Researchers speculate that sleeping longer and fasting for more hours at night can have positive effects on your health. Not only may it help lower the risk of breast and other cancers, but practicing these good lifestyle habits may reduce the risk of type 2 diabetes and cardiovascular disease. Although the study was based on self-reported data, women who went fewer than 13 hours between eating dinner or snacking in the evening and breakfast in the morning had a 36 percent higher risk of breast cancer recurrence than women who did not eat anything for 13 hours or more each night.

What Happens

Late-night eating habits may interfere with how your body regulates blood sugar levels. Previous studies found that shorter overnight fasts can contribute to poor blood sugar control. Higher HbA1c along with getting less sleep have been linked to an increased risk of breast cancer while longer periods of overnight fasting are linked to lower levels of HbA1c (glycated hemoglobin) in the blood – a condition that indicates your blood sugar is at a healthy level.

Why It Happens

Eating late at night can lead to poorer quality sleep. When you eat too close to bedtime, it revs up your metabolism so that food digestion can take place. As a result, those late-night raids on the refrigerator or consuming large meals in the evening can keep you from falling asleep as your body works to digest what you eat.

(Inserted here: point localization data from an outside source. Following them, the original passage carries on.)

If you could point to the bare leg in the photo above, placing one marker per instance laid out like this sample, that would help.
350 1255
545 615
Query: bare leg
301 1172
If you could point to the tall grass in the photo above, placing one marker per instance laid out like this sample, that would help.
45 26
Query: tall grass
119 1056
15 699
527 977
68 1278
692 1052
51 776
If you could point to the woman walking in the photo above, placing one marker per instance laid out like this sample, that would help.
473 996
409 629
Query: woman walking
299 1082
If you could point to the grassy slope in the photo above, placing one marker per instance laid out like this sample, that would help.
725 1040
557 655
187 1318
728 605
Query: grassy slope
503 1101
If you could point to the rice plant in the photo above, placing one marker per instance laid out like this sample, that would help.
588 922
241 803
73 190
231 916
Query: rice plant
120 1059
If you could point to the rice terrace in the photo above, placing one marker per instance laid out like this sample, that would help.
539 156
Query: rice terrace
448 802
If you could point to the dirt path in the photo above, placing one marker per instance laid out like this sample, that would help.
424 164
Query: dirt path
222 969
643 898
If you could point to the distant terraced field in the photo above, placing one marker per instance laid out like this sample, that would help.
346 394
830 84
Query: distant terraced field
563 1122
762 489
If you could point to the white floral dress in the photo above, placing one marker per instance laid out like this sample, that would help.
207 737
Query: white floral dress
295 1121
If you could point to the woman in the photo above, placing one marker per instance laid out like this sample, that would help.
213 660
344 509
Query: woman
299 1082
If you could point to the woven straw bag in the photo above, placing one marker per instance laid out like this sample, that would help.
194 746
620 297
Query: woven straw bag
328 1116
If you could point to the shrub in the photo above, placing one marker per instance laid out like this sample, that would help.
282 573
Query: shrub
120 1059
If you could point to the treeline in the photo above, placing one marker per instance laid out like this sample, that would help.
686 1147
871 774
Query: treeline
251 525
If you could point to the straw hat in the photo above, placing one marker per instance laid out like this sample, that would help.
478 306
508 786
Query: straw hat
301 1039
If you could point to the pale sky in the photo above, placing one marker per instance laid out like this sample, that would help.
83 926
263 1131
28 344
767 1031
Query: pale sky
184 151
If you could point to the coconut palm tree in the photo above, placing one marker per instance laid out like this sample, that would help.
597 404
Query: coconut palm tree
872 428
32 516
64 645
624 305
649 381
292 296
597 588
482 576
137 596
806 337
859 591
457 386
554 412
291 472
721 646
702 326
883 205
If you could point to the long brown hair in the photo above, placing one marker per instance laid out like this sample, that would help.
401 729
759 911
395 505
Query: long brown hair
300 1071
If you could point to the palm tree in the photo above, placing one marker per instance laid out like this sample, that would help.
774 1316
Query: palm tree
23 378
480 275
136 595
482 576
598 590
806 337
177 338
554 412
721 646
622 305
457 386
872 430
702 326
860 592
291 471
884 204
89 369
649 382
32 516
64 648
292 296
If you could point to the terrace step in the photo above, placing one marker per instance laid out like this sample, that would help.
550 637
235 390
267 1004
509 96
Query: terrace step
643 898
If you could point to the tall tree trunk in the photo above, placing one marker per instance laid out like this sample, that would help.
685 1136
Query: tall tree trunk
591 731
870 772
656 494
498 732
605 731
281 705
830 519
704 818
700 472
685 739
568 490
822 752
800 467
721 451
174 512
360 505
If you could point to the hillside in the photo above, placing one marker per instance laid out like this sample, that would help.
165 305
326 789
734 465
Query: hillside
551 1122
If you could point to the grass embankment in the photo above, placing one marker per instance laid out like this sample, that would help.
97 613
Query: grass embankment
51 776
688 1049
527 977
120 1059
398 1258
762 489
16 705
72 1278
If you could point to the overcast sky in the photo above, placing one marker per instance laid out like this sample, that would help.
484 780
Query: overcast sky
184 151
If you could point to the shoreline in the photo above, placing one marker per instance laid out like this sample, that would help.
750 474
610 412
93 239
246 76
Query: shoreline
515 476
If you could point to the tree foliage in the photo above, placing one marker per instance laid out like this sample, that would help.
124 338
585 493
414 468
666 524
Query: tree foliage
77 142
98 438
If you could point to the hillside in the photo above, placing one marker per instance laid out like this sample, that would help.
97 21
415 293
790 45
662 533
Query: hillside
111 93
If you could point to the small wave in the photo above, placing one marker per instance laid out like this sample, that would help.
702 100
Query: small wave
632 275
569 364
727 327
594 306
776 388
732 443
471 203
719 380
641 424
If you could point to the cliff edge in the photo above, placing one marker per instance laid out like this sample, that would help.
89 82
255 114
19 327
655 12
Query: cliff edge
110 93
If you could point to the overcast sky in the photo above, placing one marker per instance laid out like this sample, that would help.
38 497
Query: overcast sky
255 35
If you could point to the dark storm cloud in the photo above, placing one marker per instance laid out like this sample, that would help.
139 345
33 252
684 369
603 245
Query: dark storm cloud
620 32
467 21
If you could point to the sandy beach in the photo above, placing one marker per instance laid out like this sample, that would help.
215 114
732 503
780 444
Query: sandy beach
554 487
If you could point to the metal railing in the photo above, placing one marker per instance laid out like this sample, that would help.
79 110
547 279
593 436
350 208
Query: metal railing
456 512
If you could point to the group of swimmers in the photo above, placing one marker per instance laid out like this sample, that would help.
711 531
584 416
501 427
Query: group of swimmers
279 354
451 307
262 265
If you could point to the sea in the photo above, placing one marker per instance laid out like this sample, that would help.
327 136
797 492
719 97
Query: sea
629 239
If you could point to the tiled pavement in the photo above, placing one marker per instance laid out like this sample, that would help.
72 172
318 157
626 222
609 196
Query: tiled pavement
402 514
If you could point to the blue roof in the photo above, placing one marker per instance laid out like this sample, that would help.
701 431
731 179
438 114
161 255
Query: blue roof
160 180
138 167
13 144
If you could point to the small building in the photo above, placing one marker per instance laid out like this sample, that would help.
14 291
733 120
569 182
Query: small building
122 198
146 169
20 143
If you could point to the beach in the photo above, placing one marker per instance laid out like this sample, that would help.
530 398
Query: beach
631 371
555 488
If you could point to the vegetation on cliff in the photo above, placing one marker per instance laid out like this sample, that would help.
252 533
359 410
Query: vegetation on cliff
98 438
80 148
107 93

How much sleep you get plays a role in your body's metabolism as well. Since getting adequate sleep is important in maintaining normal blood sugar levels, the less sleep you get, the more likely you are to have elevated blood sugar levels.

What It All Means

While more research is needed, the findings of several studies suggest that women with high blood sugar may be at increased risk of developing cancer. For example, the results of a study previously published in Diabetes Care found that breast cancer was more common in women – particularly those younger than age 49 – who had high blood sugar levels than in women of the same age who had lower blood glucose levels.

Although no studies to date prove that lack of sleep and high blood glucose cause breast cancer or other cancers directly, research suggests there may be a link between these factors. What doctors and researchers do know is that healthy lifestyle choices lowers your risk of developing cancer and other chronic diseases.